My new toy is MusicStudio, “..the only complete music production environment for the iPhone, iPod touch, and iPad” to quote the developers, and they’re not off the mark. It gives me access to a number of instruments (with more purchasable sounds), a virtual piano keyboard to perform and record from, audio effects devices, and a piano-roll style track system (see left) for fine tuning. This is where I spent my time, copying and pasting, dragging, and editing those little dots and dashes that represent individual musical notes.
Continuing the music work with Logic Express 8 on my office computer
I often demonstrate this process in some of my talks as an example of working numbers to accomplish goals — working the numbers embedded in digital sound. But doing music like this has always required me to break out some fairly sophisticated software, sit at a desk, with mouse, and sometimes an attached musical keyboard. Now, I can do it from a flat surface (iPad) that I can carry in a shoulder bag, sitting at the park or in an airline seat. (demo here)
Here are the results of my 50+ hours in the air! Because Brenda likes it, I am now refining the work using Logic, a more professional music editing tool. But this is the version done exclusively on the iPad.
Brenda’s Song by dwarlick
Sorry for the self-indulgence, but, you know, I’m getting old enough to not have to apologize for it.
My blogging has been down lately. Partly it’s because of the time it takes to prepare for upcoming work, and partly it is a growing selfish desire to steal back more time for myself. But the great thing about the traveling that I do is that I get to listen. For instance in Calgary, I got to listen to by Dr. Dennis Sumara, Dean of the School of Education at the University of Calgary. I wrote about his talk in my last blog post, but one of the ideas that he shared that struck me was that the way that we teach and run schools seems to assume that people are logical. He said that instead of logical, we are analogical.

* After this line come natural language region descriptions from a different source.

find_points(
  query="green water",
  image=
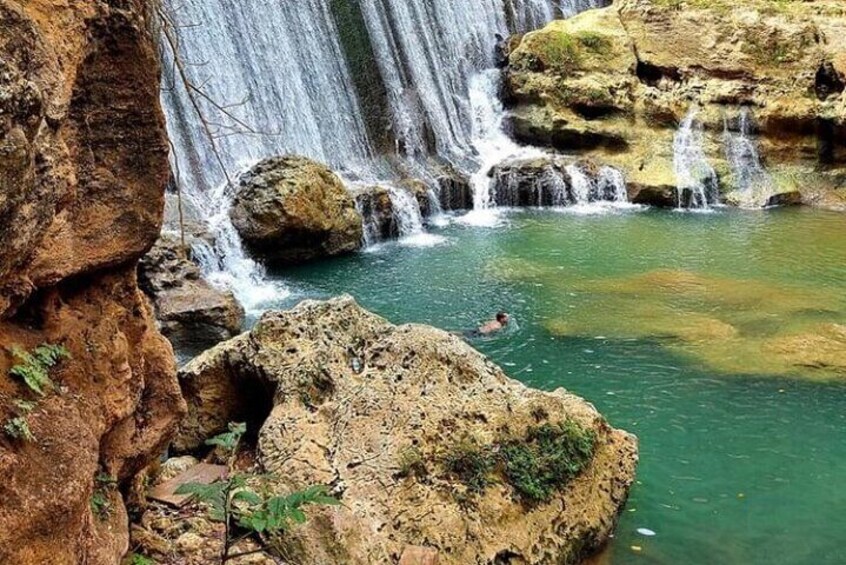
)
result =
(712, 337)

Owing to my dense mind and inability to hear clearly, it took me a moment to figure out that he was playing with the word analog and not antilogical.

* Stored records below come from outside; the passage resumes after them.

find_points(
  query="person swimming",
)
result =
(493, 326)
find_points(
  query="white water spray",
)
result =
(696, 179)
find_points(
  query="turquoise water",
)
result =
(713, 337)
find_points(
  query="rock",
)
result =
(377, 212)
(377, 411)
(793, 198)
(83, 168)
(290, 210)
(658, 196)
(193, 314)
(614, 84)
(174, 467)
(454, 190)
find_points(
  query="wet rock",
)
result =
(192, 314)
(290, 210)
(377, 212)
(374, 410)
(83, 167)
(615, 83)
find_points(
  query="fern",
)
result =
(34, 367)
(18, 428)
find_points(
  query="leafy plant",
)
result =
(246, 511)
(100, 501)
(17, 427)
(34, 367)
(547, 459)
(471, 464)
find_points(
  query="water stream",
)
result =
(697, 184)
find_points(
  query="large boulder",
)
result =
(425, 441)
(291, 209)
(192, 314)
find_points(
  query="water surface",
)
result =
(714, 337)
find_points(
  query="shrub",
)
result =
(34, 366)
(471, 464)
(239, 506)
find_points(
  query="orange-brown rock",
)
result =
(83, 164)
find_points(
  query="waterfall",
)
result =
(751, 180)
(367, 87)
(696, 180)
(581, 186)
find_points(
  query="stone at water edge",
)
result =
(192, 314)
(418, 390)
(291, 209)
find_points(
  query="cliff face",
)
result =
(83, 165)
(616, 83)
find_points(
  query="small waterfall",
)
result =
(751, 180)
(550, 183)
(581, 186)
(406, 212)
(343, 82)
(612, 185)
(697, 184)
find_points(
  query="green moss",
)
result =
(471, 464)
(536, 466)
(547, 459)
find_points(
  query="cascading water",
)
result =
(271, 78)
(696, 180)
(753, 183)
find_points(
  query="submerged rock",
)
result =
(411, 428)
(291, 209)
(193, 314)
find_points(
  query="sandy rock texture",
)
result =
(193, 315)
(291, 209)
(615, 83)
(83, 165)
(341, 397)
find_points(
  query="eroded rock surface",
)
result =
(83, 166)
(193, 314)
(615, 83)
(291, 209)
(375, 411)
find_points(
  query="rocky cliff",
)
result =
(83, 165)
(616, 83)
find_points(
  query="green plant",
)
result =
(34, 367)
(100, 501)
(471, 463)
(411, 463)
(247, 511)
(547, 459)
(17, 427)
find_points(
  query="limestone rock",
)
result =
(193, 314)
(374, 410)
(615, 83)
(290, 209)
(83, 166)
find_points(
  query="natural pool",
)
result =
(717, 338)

He then gave us some time to talk about that idea with our tables, where we pushed it even further. My suggestion was that logic, in instruction, makes the teachers’ and the curriculum developers’ jobs easier. That’s probably an exaggeration, and that’s probably not a bad thing in such conversations. Exaggeration breaks paradigms. The truth is probably that logic also helps us to learn. “This is true because that was true and those were not true.”

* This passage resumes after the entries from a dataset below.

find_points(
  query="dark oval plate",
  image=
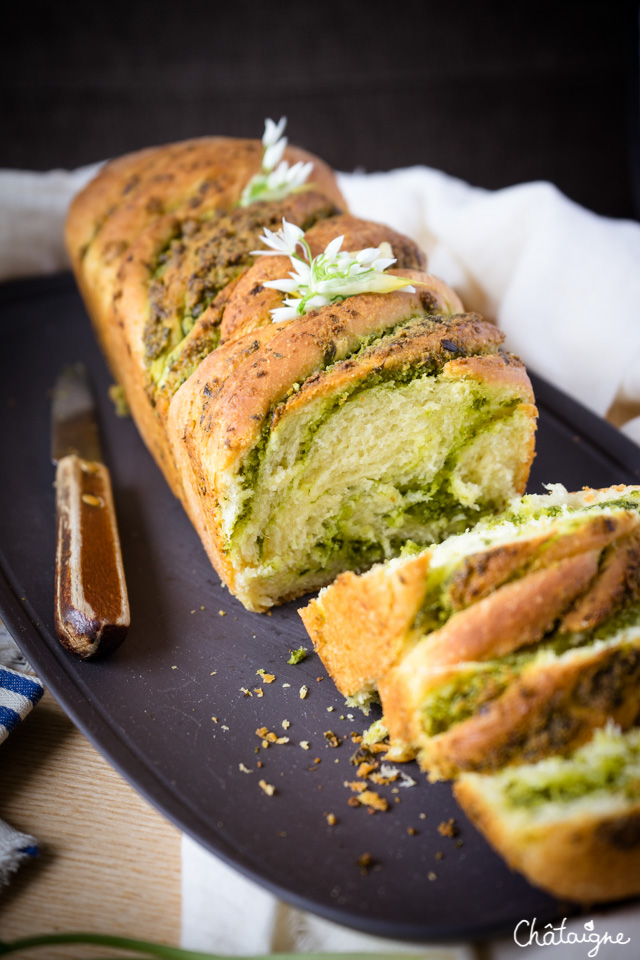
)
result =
(149, 708)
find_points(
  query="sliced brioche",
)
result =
(334, 439)
(155, 241)
(483, 593)
(299, 448)
(571, 825)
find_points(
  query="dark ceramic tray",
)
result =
(149, 707)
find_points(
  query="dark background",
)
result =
(493, 92)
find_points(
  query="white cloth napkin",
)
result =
(563, 283)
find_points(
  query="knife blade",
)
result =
(91, 603)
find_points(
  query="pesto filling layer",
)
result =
(610, 763)
(348, 479)
(479, 684)
(193, 267)
(437, 606)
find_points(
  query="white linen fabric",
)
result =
(564, 284)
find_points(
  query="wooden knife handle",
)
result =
(91, 604)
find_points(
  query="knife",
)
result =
(91, 604)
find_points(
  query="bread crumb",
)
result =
(297, 656)
(364, 769)
(355, 785)
(448, 828)
(333, 740)
(365, 861)
(267, 677)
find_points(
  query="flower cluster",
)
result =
(276, 177)
(333, 275)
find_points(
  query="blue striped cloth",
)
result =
(19, 693)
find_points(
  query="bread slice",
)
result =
(570, 824)
(482, 593)
(304, 448)
(518, 708)
(325, 444)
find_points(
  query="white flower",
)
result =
(273, 131)
(276, 179)
(284, 241)
(329, 277)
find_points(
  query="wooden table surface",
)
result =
(109, 862)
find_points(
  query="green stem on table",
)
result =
(163, 952)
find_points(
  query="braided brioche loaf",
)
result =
(302, 448)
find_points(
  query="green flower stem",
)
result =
(164, 952)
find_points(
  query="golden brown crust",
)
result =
(549, 708)
(589, 858)
(617, 581)
(513, 616)
(360, 625)
(120, 221)
(295, 351)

Perhaps it’s where we apply what we’ve learned that the analogical comes in. We need to factor into our learning experiences people’s real-world tendency to make and work with personal connections, so that the learning gets applied, not just reported.
The other cool thing that I heard was while riding on the wrong side of the road in New Zealand. There’s something about that sort of tension that makes you hyper alert, even at 1:00 in the morning. Rob Callaghan, a principal in Christchurch, had picked me up at the airport and was driving me to my hotel. We were talking about the upcoming conference and he mentioned that Stuart Hale, from Auckland, was working with his faculty on using Apple’s Keynote software.
“So why a special emphasis on Keynote,” I asked.
Well it seems that they are switching to an e-portfolio style of assessment for students. Now I’ve only recently started digging deeper into Keynote and uncovering some of it’s more dramatic features. But any special practicality to e-portfolios did not intuitively come to mind. Then, Calahan told me that they were going to start holding more frequent and regular parent-teacher conferences, which will include the child, and that these conferences will be led by the learner using Keynote to present what he/she has learned, and their reflections on their learning.
This one policy change seems to fit in to so much of what is sense is missing in American education. What do you think?